If you know Chesterton, you know the answer. All of Chesterton’s paradoxes are trotted out and displayed in the life of Innocent Smith. Smith shoots at people, but only because he’s sure he’ll miss and to show them the value of life. He breaks into houses, but only his own, because it’s by climbing through a window or down a chimney that you can see what is yours from a new perspective. He leaves home, but only to find it again for the first time. He courts his wife again and again under different guises, because only marriage is the true, unending romantic adventure. He refuses to settle into a life of dull contentedness; he continually shocks himself into true life, into true awareness and appreciation of his world, his home, and his family, by a sort of constant cartwheeling of innocent amazement.

Does it work, we ask along with the other characters in the novel. Is it possible that being so perfectly good and perfectly innocent will result in such exuberant happiness? Well, Chesterton asks us through the lips of one of his characters, how many of us have ever tried it? Smith in this novel is Chesterton’s challenge to world-weariness and ennui, which were always for him among the greatest sins. But does it work? I can suspend disbelieve in a novel. I can, as through the wide, bright windows of Beacon House, look out for a time on Chesterton’s world of sunlight and dizzying clouds. I can try to believe the world is as good as he says it is.

But I doubt.
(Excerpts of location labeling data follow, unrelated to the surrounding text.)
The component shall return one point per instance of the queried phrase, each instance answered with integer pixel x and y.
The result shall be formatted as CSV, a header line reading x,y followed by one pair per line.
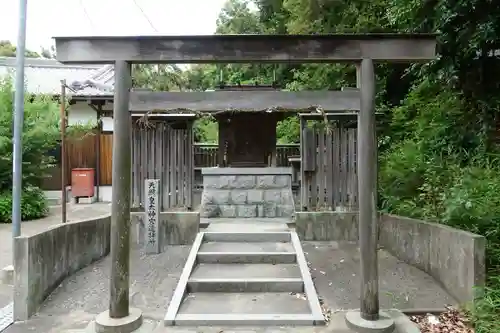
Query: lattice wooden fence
x,y
165,153
328,168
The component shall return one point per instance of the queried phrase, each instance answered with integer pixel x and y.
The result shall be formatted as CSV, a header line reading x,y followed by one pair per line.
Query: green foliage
x,y
206,130
288,130
9,50
40,134
33,204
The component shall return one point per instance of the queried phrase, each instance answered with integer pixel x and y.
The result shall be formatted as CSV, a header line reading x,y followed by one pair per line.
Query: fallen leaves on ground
x,y
451,321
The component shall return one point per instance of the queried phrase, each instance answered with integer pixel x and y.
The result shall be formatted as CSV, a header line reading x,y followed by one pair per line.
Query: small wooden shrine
x,y
248,139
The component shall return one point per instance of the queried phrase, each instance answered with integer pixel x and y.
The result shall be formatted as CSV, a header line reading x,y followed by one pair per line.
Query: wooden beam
x,y
216,101
246,48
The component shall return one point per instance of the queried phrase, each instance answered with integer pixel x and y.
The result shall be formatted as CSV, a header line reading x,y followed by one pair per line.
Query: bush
x,y
40,135
33,205
437,168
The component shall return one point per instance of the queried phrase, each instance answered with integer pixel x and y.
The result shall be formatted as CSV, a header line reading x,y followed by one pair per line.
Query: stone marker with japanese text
x,y
152,244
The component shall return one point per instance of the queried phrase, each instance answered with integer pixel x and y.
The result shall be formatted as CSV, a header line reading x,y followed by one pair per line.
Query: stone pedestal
x,y
247,193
This is my Chestertonian paradox, and I don’t know enough about Chesterton’s biography to answer it. Manalive was written before the Great War, which killed the optimism of millions of lesser men than he. (For some reason I have it in my head that Chesterton was a war correspondent during the Boer War, but I can’t find a citation that establishes that right now. If so, it would mean he had experienced some fairly gruesome things firsthand.) Did it kill his? Probably not, but what about a kid dying of cancer? What about all the rotten, shitty realities of the world that make Chesterton’s radical optimism seem ludicrously naïve?

I love Chesterton. I think he’s right. I hope he’s right, and maybe that’s what it comes down to: hope and choice, choosing to believe the world is better at the core than we can sometimes perceive or conceive. And if you can take that from a dead, sometime overtly racist, Catholic white guy, read this book.

Our books become the windows through which we see our world. You might find Borges and Wolfe (who modeled my favorite character in literature, Patera Silk, after Chesterton’s famous priest-detective Father Brown) sitting on the sill of Chesterton’s stories. And the view through these windows is indeed bright. That’s certainly worth something, since so many of ours have become broken or are looking out onto grisly, post-apocalyptic scenes. Read Chesterton to try to believe the world is that good, and then go out into it to see for yourself. I can’t promise he’s right, but I hope to God he is.